Олин был бледен как мел.
— Я хотел говорить с вами по-хорошему, — продолжал он, — но из этого ничего не выходит. Вы хулиганская банда, ею и останетесь. Вы сами не знаете, чего хотите, вы ни с чем не считаетесь в своих дурацких выходках. Предлагаю вам не вредить самим себе и приказываю…
В этот момент в коридоре послышались громкие шаги. Со стороны лестницы, держа руки по швам, парадным шагом шел Кованда. Он направился прямо к Олину.
— Осмелюсь доложить, вернулся из сортира, господин доверенный! — став навытяжку, отрапортовал он.
Олин снова покраснел до корней волос.
— Рапортуй капитану, а не мне.
Кованда почтительно взял под козырек.
— А я думал, что ты принял командование и теперь тут главный начальник.
Волна смеха прокатилась по строю. Олин яростно оглядел собравшихся и влепил Кованде пощечину.
— Вот тебе, чтобы ты бросил свои штучки, старый шут!
Кованда и бровью не повел, только откашлялся и плюнул в лицо Олину.
— Вот тебе, чтобы ты знал, во что мы тебя ставим, — громко сказал он и твердым шагом отошел на свое место в строю.
Роту распустили по комнатам и приказали начать генеральную уборку. Комнату номер двенадцать взял под свое наблюдение фельдфебель Бент.
— Для вас, интеллигентов, у меня есть особая работа, — ухмыльнулся он. — Чистить клозеты.
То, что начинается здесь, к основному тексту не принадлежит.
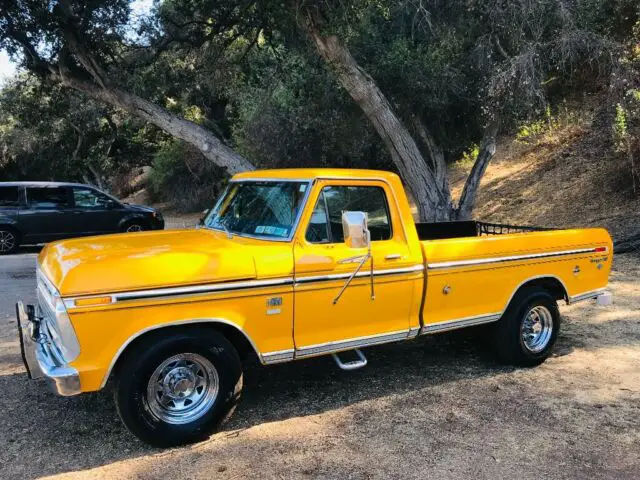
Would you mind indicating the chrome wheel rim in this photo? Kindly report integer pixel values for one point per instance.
(536, 329)
(183, 388)
(7, 241)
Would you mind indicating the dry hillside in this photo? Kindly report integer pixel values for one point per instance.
(568, 176)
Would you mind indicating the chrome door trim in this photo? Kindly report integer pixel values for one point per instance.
(173, 324)
(511, 258)
(460, 323)
(341, 276)
(340, 345)
(181, 291)
(281, 356)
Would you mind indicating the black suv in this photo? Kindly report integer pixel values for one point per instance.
(33, 213)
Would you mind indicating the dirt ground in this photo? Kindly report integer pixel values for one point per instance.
(436, 407)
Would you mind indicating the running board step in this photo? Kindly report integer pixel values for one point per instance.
(354, 364)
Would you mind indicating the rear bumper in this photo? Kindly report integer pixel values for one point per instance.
(38, 356)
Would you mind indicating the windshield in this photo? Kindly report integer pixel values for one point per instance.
(263, 209)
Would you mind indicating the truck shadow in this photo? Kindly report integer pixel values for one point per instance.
(44, 435)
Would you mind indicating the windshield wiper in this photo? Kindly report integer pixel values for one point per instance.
(226, 229)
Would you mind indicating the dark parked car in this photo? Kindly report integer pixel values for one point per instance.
(33, 213)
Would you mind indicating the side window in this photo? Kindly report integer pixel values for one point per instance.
(9, 197)
(318, 230)
(48, 198)
(87, 198)
(327, 214)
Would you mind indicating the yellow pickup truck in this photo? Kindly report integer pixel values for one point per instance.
(289, 264)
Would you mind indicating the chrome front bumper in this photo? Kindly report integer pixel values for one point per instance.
(38, 354)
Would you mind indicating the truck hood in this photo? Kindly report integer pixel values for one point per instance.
(137, 261)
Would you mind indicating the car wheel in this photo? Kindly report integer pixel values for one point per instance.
(178, 388)
(527, 331)
(9, 240)
(135, 226)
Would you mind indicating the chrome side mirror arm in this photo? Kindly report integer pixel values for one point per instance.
(363, 260)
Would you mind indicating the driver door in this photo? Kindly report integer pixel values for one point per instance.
(323, 263)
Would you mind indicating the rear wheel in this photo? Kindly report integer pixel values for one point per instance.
(9, 240)
(527, 331)
(178, 389)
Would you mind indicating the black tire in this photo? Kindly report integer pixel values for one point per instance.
(134, 373)
(509, 343)
(9, 240)
(135, 226)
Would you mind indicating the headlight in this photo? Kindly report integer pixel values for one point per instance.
(57, 322)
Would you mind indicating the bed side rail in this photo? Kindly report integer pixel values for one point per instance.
(486, 228)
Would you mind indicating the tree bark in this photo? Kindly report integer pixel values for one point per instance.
(433, 201)
(470, 190)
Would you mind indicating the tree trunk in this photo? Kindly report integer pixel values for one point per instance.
(487, 150)
(433, 201)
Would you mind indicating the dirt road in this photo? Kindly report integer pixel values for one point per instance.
(435, 408)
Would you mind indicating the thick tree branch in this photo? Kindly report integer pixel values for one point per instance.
(433, 203)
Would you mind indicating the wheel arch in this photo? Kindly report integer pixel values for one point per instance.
(551, 283)
(236, 335)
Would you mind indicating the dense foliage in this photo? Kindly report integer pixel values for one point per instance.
(246, 72)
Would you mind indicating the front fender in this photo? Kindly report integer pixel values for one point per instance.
(8, 220)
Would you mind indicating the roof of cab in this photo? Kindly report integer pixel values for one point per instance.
(314, 173)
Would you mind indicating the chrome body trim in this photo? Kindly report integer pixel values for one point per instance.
(179, 291)
(460, 323)
(414, 331)
(41, 358)
(511, 258)
(174, 324)
(228, 286)
(340, 345)
(586, 295)
(280, 356)
(294, 227)
(341, 276)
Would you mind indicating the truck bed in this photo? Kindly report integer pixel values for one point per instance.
(444, 230)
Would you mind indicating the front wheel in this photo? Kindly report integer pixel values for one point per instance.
(527, 331)
(178, 388)
(9, 240)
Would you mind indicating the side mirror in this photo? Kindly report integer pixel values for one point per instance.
(356, 230)
(357, 235)
(203, 217)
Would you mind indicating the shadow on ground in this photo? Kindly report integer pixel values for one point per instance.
(77, 433)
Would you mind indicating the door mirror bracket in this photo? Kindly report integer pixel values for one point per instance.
(356, 235)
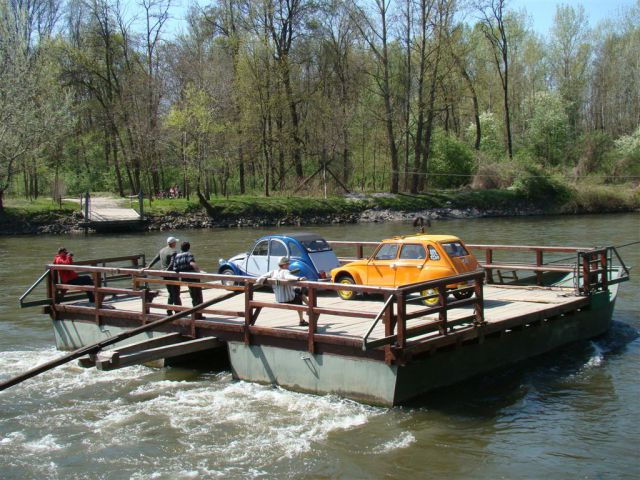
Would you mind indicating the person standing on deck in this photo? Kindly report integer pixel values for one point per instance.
(70, 277)
(185, 262)
(285, 293)
(164, 256)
— Пусть он меня не оскорбляет! — обиделся Кованда. — Клозеты я охотно вычищу, а интеллигентом меня не обзывай. Я на этот счет обидчивый. Интеллигентом я никогда не был и, пока живу в Германии, не стану.
Бент остановился около Карела и носком начищенного сапога ткнул его в спину.
— С вами у меня был однажды очень интересный разговор. Помните, в Саарбрюккене? — язвительно начал он. — Вы говорили о том, как кончится война и что будет потом. Ваше мнение с тех пор не изменилось?
Стоявший на коленях Карел присел на корточки и поднял голову.
— Ни на йоту, — сказал он и улыбнулся.
— Тогда вы говорили, — упрямо продолжал Бент, — что знаете, какая судьба ждет побежденную Германию и немецкий народ. Но вы забыли подумать об одном: какая будет при этом ваша собственная участь. Имеете ли вы о ней ясное представление?
Карел отложил щетку и пристально поглядел на фельдфебеля.
— Да, — сказал он. — Если мы доживем до конца войны, то вернемся на родину и устроим свою жизнь так, чтобы наш народ никогда больше не попал в беду.
Бент криво усмехнулся.
— Это вы удачно выразились: если доживем до конца войны. А как вы думаете — доживете?
— Этого никто не может знать наверняка.
— Вот видите, а я могу обещать вам наверное: не доживете. Никто из вас. Ручаюсь.
Карел пристально глядел в глаза Бенту.